Agatha Mary Clarissa Christie - o più semplicemente Agatha Christie - sosteneva che “Tre indizi compongono una prova”. E per chi si è nutrito dei suoi gialli questa massima ha un senso profondo, che va ben al di là della penna fantascientifica con cui la scrittrice britannica ha creato personaggi, storie e finali tanto misteriosi quanto inaspettati. Vale anche nella vita reale, perché qui uomini e donne in carne e ossa si sostituiscono ai personaggi costruiti dalle menti geniali (come quella di Agatha Mary Clarissa da Torquay, contea inglese). Ecco, quando un situazione tende a ripetersi, inizia a emergenza una tendenza. Un trend.
Prendiamo la scuola. Al di là della retorica sui “tempi che cambiano” e sulle metodologie da adottare per plasmare i cittadini e le cittadine del domani, quello che sta sfuggendo - alla luce degli ultimi, inquietanti accadimenti - è il centro della questione: perché è importante istruirsi? Sempre più spesso la risposta è talmente scontata da risultare banale: per accaparrarsi un posto di lavoro. Magari a tempo pieno. Magari magari da dipendenti statali. A questo punto è necessario scomodare uno dei più grandi studiosi del Sud di sempre, compianto storico, saggista e docente scomparso lo scorso anno: Nuccio Ordine. In uno dei suoi discorsi, il letterato nato a Diamante sosteneva che quando si studia per passione e non per lo stipendio si può anche rinunciare a qualsiasi somma di denaro. Che ciò che deve spingere i giovani a cimentarsi in uno “studio matto e disperatissimo” non deve essere la prospettiva del guadagno, del tornaconto economico, ma la curiositas, ovvero il desiderio di conoscere, sapere qualcosa. Di imparare. E il luogo per eccellenza non è certo cambiato: è sempre la scuola. Un'istituzione imperfetta - per carità - spesso vessata da Governi “sforbicioni” o scelte ardite, ma pur sempre un'agenzia educativa in costante evoluzione nella direzione dell'inclusione. Non così tanto di pari passo si sta evolvendo l'altra agenzia educativa, ovvero la famiglia. O meglio, più che di evoluzione, sarebbe più corretto parlare di regressione. Non tanto in termini di scelte di vita, di genere, politiche (pur sempre personali) quanto in termine di attenzione alla crescita dei figli.
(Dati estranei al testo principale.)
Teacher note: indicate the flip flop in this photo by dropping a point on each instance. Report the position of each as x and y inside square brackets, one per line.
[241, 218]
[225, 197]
Quegli stessi che dovrebbero essere nutriti dalla curiositas, ma che crescono e ingrassano solo nell'ego.
I tre indizi che compongono la prova
Emblematici i tre casi che, negli ultimi mesi, a cavallo tra la fine del 2023 e l'inizio del 2024, hanno riguardato il capoluogo cosentino (uno dei tre, in realtà, si è consumato a Rende, pur sempre a un tiro di schioppo dalla città dei bruzi). Sfortunata (eufemismo) protagonista, sempre e comunque, una delle due agenzie educative di cui sopra. Ma non la scuola - seppur teatro delle vicissitudini - bensì l'altra: la famiglia. A fine novembre, un bambino di 8 anni ritenuto “iperattivo” era stato isolato dal resto della classe con una scelta che ebbe del clamoroso (oltre che del vergognoso): nessuna compagna di classe e nessun compagno e si è presentato in aula. Un ammutinamento didattico vero e proprio. Impensabile che un “piano” del genere possa essere stato ordito da bambini di terza elementare, più facile che la scelta di tenere i piccoli a casa sia stata calata dall'alto. Dalle famiglie, appunto. Andando più a ritroso, qualche settimana prima del famigerato ammutinamento, a prendersi la scena era stata l'aggressione di un insegnante dell'Istituto Comprensivo di Via Roma-Spirito Santo, Nicola Cupelli. Ferite guaribili in una settimana. Che la scuola possa trasformasi in un ring da regolamento di conti - e veniamo al terzo e freschissimo caso di cronaca - lo abbiamo appurato attraverso la triste vicenda che ha coinvolto il dirigente scolastico del Liceo scientifico “Scorza”, Aldo Trecroci, preso a schiaffi per aver negato l'inserimento di una studentessa all'interno di un Pcto (la “vecchia” Alternanza scuola-lavoro) che era già saturo; a patto che esista una motivazione per “sguainare la spada”, soprattutto in un contesto scolastico. Già, il terzo indizio che fa la prova. E che certifica un fatto: la scuola dell'inclusione - perché in questo mare si naviga oggi - è fortemente indigesta. Non dagli studenti e dalle studentesse, ma da chi, invece di attivare sistematicamente la funzione dello spazzaneve o del paracadute, dovrebbe insegnare loro come metabolizzare i piccoli fallimenti quotidiani, da chi dovrebbe consolidare - e non minare - la consistenza dell'autorevolezza dei docenti, da chi dovrebbe spiegar loro che “Figlio mio, figlia mia” a muovere il mondo non saranno mai solo e soltanto i dollaroni, ma l'amore per il proprio ruolo: sia esso quello di insegnante, genitore o studente. Perché chi sta dall'altra parte, in fondo, vuole solamente alimentare il loro desiderio di apprendere.